Trump campaign releases letter on his injury, treatment after last week’s assassination attempt

    Trump campaign releases letter on his injury, treatment after last week’s assassination attempt

    NEW YORK — NEW YORK (AP) — Donald Trumps campaign released an update on the former president’s health on Saturday, a week after he survived an attempted assassination at a rally in Butler, Pennsylvania.

    The memo from Texas Rep. Ronny Jackson, who served as Trump’s White House physician, provides new details about the nature of the Republican candidate’s injuries and the treatment he received immediately after the attack.

    According to Jackson, Trump suffered a gunshot wound to his right ear from a high-powered weapon that “came less than a quarter inch from his head and struck the top of his right ear.”

    The bullet trajectory, he said, “caused a 2cm wide wound extending to the cartilage surface of the ear. There was significant initial bleeding followed by marked swelling of the entire upper portion of the ear.”

    Although the swelling has now gone down and the wound is “starting to granulate and heal nicely,” he said Trump still experiences occasional bleeding, requiring the bandages displayed at the Republican National Convention last week.

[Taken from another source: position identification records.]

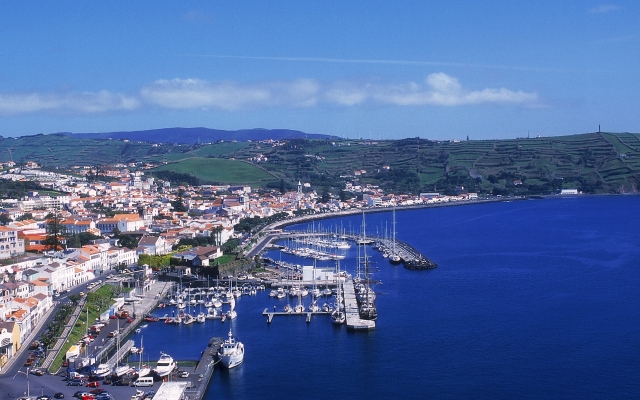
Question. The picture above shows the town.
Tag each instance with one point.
(132, 216)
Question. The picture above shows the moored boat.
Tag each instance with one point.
(165, 365)
(231, 352)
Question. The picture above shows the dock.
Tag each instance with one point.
(354, 322)
(194, 386)
(307, 314)
(125, 349)
(204, 370)
(411, 258)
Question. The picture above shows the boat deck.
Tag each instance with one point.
(354, 322)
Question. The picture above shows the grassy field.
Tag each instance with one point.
(218, 170)
(593, 162)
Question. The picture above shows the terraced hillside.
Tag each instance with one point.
(592, 162)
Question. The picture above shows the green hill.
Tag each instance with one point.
(219, 171)
(591, 162)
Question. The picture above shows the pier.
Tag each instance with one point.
(271, 314)
(204, 370)
(354, 322)
(124, 351)
(410, 257)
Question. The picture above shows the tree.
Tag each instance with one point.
(216, 233)
(178, 205)
(25, 217)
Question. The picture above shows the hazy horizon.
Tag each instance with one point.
(438, 70)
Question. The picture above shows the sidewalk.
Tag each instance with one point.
(25, 345)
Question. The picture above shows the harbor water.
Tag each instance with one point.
(532, 299)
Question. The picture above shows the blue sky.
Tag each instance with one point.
(380, 69)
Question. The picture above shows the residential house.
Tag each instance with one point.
(10, 244)
(154, 245)
(10, 341)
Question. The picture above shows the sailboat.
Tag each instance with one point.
(394, 257)
(143, 370)
(337, 315)
(231, 353)
(201, 317)
(367, 297)
(232, 314)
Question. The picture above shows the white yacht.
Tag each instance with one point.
(231, 353)
(188, 319)
(211, 313)
(338, 317)
(165, 365)
(201, 317)
(122, 369)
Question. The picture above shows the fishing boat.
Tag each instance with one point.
(143, 370)
(165, 365)
(231, 352)
(232, 314)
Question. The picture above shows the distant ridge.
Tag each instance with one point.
(202, 135)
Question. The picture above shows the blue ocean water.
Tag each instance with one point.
(532, 299)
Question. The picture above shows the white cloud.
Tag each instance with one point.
(604, 8)
(82, 103)
(196, 93)
(439, 89)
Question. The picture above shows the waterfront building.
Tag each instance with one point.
(10, 341)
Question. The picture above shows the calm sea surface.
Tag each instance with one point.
(532, 299)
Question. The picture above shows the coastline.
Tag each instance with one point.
(265, 238)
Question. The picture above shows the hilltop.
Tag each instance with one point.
(198, 135)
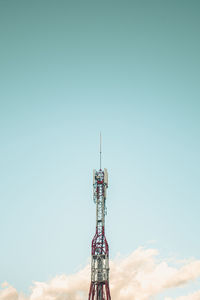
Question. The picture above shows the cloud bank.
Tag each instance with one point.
(138, 276)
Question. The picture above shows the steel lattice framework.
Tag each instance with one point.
(99, 287)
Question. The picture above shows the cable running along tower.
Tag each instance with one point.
(99, 287)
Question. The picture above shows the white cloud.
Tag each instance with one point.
(138, 276)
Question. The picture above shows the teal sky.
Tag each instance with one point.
(68, 70)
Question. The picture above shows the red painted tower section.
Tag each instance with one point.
(99, 287)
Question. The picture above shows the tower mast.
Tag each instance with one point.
(99, 287)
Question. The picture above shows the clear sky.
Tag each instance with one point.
(68, 70)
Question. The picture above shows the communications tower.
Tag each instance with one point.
(99, 287)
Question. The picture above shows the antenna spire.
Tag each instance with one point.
(100, 150)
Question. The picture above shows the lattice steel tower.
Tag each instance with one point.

    “Given the wide and blunt nature of the wound itself, sutures were not necessary,” he wrote.

    Trump was initially treated by medical staff at Butler Memorial Hospital. According to Jackson, doctors “conducted a thorough evaluation for additional injuries, including a CT scan of his head.”

    Trump, he said, “will undergo further evaluations, including a comprehensive hearing exam, if necessary. He will follow up with his primary care physician as directed by the physicians who initially evaluated him,” he wrote.

    “In short, former President Trump is doing well and is recovering as expected from the gunshot wound he sustained last Saturday afternoon,” he added.

    The letter is the first official update about the former president’s condition since the night of the shooting.

    Jackson, a staunch Trump supporter, wrote in the letter that as Trump’s former physician, he was deeply concerned about the former president’s well-being following the attack and that he met with him Saturday night in Bedminster, New Jersey, after Trump returned from Pennsylvania “to personally visit with him and offer him my assistance in every way possible.”

    He said he has been with Trump since then, assessing and treating his wound daily. That includes traveling with him to Michigan on Saturday, where the former president will hold his first rally since the shooting, along with his recently named running mate, Sen. J.D. Vance of Ohio.

    It is unclear whether Jackson is still a licensed physician. A spokesman for the congressman did not immediately comment, and the Trump campaign did not immediately respond to questions.

    Reports from the American Board of Emergency Medicine show that Jackson has an emergency room certificate valid until the end of 2015.

    Last year, on President Joe Biden’s 81st birthday, Trump’s campaign released a letter from Dr. Bruce A. Aronwald, a New Jersey physician who said he had been the former president’s physician since 2021.